Presiden Konfederasi Serikat Pekerja Indonesia (KSPI) Said Iqbal mengkritik pemberlakuan pembatasan kegiatan masyarakat level 4 atau PPKM level 4 di pabrik. Dia menyindir antarmenteri yang tak sinkron.
Said Iqbal awalnya bicara hasil survei yang dibuat pihaknya terkait kondisi buruh saat PPKM darurat hingga berubah nama menjadi PPKM level 4. Dia menyebut mayoritas buruh masih bekerja 100 persen.
Dia mengatakan survei itu dilakukan terhadap 1.000 perusahaan yang para buruhnya menjadi anggota KSPI. Para buruh itu disebutnya bekerja di berbagai sektor produksi, dari farmasi hingga industri semen.
SCROLL TO CONTINUE WITH CONTENT
Baca juga: Catat! Ini Beda Penerapan PPKM Level 3 dan 4 |
Ada lima pertanyaan yang diajukan kepada para pimpinan serikat pekerja atau buruh di tiap perusahaan itu. Salah satu pertanyaan itu terkait apakah pabrik atau perusahaan masih bekerja 100 persen atau tidak hingga bagaimana pengaturan kerja jika tidak beroperasi 100 persen.
"99 persen kuesioner ini dijawab oleh buruh adalah masih bekerja 100 persen," ujar Iqbal dalam konferensi pers di kanal YouTube Bicaralah Buruh, Senin (16/7/2021).

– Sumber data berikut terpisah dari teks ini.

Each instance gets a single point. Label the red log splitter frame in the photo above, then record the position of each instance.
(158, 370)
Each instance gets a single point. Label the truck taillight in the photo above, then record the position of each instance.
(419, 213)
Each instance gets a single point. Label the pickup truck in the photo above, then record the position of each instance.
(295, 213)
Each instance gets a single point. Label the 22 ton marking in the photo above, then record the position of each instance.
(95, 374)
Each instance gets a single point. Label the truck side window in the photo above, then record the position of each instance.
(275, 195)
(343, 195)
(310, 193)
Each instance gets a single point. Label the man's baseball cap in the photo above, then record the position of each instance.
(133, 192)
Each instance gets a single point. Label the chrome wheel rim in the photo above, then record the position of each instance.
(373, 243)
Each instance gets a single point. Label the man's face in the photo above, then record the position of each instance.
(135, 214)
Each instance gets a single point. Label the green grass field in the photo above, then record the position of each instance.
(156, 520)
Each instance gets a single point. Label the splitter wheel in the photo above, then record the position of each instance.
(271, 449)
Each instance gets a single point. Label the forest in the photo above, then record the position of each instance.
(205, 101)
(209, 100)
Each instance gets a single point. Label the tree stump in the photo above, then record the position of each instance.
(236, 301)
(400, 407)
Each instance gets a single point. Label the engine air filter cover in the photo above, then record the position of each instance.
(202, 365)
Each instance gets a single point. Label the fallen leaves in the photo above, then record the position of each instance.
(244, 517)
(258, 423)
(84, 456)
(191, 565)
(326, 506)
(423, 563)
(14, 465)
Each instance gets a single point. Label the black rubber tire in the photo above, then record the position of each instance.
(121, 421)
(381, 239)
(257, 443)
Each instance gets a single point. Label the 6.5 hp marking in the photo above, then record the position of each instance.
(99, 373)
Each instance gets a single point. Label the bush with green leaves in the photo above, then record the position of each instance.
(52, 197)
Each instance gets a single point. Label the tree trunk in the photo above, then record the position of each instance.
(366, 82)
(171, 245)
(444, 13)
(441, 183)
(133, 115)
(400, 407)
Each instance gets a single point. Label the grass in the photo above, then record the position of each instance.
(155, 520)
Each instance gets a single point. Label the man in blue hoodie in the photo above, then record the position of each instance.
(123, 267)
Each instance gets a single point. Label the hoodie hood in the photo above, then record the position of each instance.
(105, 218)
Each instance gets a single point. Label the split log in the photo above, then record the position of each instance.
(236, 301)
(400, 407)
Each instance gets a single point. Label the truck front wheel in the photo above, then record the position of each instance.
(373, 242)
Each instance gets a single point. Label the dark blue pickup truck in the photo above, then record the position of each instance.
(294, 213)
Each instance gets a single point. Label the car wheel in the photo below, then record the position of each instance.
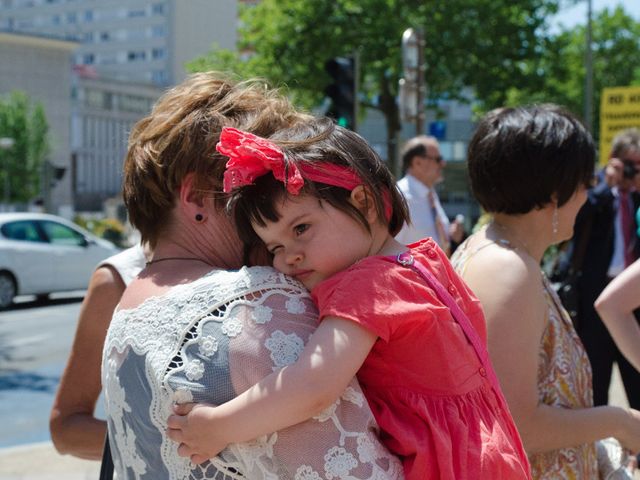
(7, 290)
(42, 297)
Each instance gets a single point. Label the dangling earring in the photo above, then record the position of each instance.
(554, 222)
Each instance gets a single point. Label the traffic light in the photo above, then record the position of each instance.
(342, 91)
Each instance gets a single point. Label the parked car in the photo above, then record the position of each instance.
(41, 254)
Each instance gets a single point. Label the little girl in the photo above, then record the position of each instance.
(327, 209)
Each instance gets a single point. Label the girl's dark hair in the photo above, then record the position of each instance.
(520, 157)
(313, 142)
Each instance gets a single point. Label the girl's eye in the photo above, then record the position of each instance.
(300, 229)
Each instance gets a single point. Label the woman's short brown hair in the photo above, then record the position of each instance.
(179, 137)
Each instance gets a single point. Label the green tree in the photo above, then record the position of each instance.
(482, 44)
(25, 122)
(561, 70)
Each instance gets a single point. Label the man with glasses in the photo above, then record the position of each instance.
(606, 241)
(422, 166)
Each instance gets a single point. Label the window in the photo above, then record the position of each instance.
(25, 231)
(159, 77)
(59, 234)
(137, 55)
(136, 13)
(157, 31)
(157, 53)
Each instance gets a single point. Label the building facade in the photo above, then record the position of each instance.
(41, 67)
(104, 111)
(142, 41)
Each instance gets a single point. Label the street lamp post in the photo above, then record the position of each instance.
(588, 80)
(412, 85)
(6, 143)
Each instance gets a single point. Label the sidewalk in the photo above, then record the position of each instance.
(40, 461)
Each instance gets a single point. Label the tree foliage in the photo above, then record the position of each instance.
(482, 44)
(561, 69)
(24, 122)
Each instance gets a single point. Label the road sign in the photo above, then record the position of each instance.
(619, 110)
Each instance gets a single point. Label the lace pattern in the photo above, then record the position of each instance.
(207, 342)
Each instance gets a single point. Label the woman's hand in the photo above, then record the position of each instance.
(629, 435)
(194, 428)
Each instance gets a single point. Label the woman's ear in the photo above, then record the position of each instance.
(362, 199)
(190, 202)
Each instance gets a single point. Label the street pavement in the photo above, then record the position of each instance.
(40, 461)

Dia menyebut pabrik di sektor nonesensial masih beroperasi 100 persen. Said Iqbal menyebut tak ada istilah kerja dari rumah atau work from home (WFH) 50 persen bagi para buruhnya.
"Dengan demikian, efektivitas dari PPKM darurat dan PPKM level 4 ini tidak berjalan di pabrik, tuturnya.

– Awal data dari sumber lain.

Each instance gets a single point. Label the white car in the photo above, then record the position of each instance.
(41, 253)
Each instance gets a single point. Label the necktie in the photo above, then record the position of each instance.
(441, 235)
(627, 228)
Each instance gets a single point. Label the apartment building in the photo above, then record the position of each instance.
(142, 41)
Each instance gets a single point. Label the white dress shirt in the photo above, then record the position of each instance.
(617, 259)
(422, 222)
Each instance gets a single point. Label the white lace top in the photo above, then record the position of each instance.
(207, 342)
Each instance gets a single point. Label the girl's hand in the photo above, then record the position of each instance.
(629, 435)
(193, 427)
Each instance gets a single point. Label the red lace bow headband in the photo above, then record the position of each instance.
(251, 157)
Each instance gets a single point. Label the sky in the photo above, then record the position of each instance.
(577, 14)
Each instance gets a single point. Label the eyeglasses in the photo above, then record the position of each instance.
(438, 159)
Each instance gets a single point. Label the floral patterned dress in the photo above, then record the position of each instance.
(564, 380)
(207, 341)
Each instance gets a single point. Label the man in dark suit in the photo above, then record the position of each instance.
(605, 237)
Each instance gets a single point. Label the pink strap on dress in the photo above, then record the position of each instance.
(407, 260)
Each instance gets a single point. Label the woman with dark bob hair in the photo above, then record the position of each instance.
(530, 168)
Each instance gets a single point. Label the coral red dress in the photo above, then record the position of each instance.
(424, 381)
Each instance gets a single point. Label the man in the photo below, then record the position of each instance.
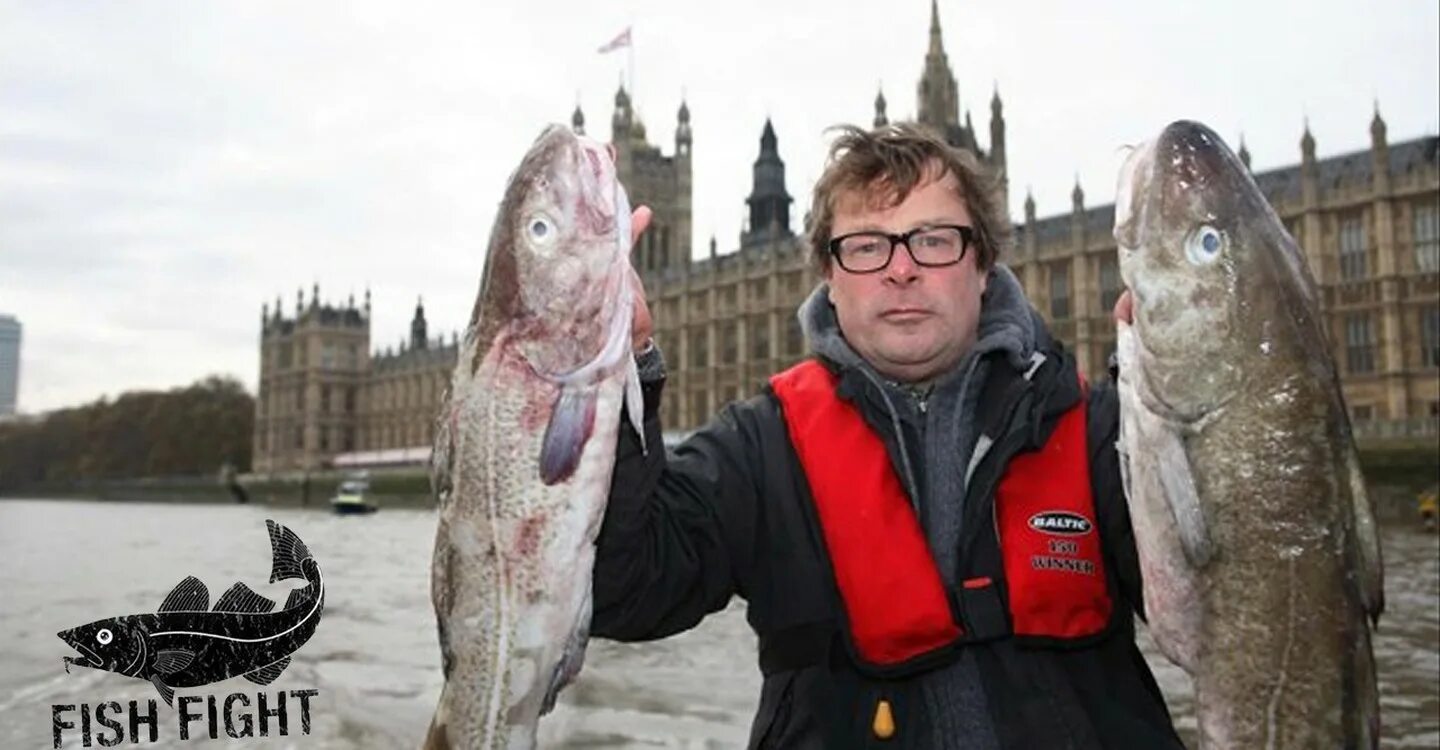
(925, 518)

Dia menyebut hal itu terjadi karena kebijakan antara satu menteri dengan menteri lainnya tidak sinkron. Menurutnya, tak ada sinkronisasi kebijakan antara Menko Kemaritiman dan Investasi serta Menko Perekonomian sebagai koordinator PPKM tidak dengan kebijakan Menteri Perindustrian.
"Penyebab utamanya tidak sinkronisasi antarmenteri, yaitu Menko Investasi dan Maritim sebagai koordinator PPKM Jawa-Bali maupun Menko Perekonomian sebagai koordinator PPKM di luar Jawa-Bali tidak sinkron dengan keputusan yang dikeluarkan Menteri Perindustrian," tuturnya.
Dia mengatakan para pemilik pabrik selalu menunjukkan izin operasional dari menteri perindustrian. Dia mengatakan izin itu mengatur soal WFH dan kerja dari kantor, namun tak dilaksanakan.
"Setiap pabrik selalu mengajukan dan menunjukkan ke serikat pekerja, para manajemennya, bahwa mereka sudah mendapat izin operasional dari Menteri Perindustrian atau istilahnya kalau saya nggak salah, IOMKI, walau dalam IOMKI itu diatur harus WFH 50 persen, WFO 50 persen, faktanya tidak," tuturnya.
"Penyebab faktor utamanya tidak sinkroniasi antara perintah atas dengan antarmenteri. Jadi jangan hanya rakyat saja diatur. Menterinya diatur jugalah. Kami minta hentikan itu pemberian IOMKI, kalau benar-benar mau tegakkan aturan cegah penyebaran Corona," sambungnya.